Anche in Cars si ritrova una compagnia di amici, una donna, o meglio una Porsche che ama gratuitamente il protagonista e si fa in quattro perché possa cambiare. Anche in Cars si ritrova una figura adulta e saggia (il dottor Hudson), un padre che indica la strada e giudica della tua vita. Anche in Cars, quindi, vale il metodo del seguire, e non potrebbe essere altrimenti in un film interamente popolato da macchinine. Saetta McQueen, il protagonista, è una giovane, fiammante macchina da corsa. Ha successo, può diventare il numero 1 vincendo, di lì a pochi giorni, la gara decisiva per la Piston Cup, la coppa del mondo per le macchine. Ma nel segreto della propria camera (o meglio camion) da letto qualcosa non va. Tra bielle, pistoni, bulloni, cinghie e centraline qualcosa arrovella il nostro eroe e non lo rende felice. È inquieto Saetta: sa di avere tutto e niente al tempo stesso. Sa di essere solo, di non avere alcun amico che gratuitamente lo accompagni e con cui condividere la vita.

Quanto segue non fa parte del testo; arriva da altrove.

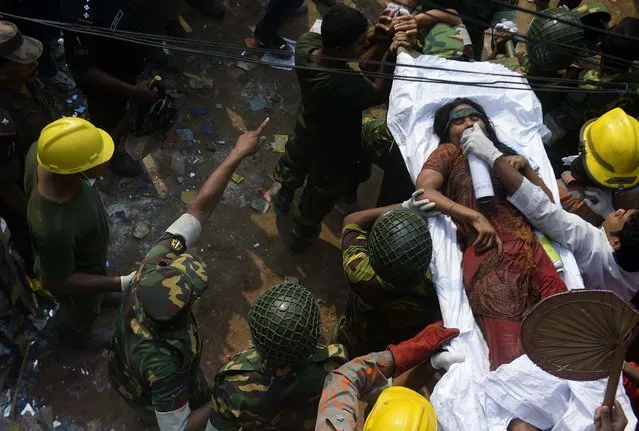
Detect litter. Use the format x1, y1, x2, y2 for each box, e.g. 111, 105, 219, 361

È una domanda di significato, e il cuore del film, questa, anche se il nostro metallico amico non lo sa. Ma la realtà sì, e interviene provvidenzialmente con un incidente che catapulterà Saetta McQueen, nella piccola e sconosciuta Radiator Springs, cittadina western poco lontano dalla mitica Route 66, popolata da macchine arrugginite, trattori mugghianti e maggiolini volanti. E in un mondo che non conosce, non privo di pericoli e di fatiche, Saetta sarà costretto per la prima volta a fidarsi, a seguire qualcuno. Sarà costretto a essere responsabile. Per la prima volta nella sua vita sarà costretto a rendere conto a qualcuno, a mantenere una promessa, invece di scappare dalla realtà a velocità folle. Rischierà di perdere tutto: i soldi, la fama, il successo e il lavoro per un altro che lo chiama. Perderà tutto ma troverà se stesso. E una compagnia che non finisce.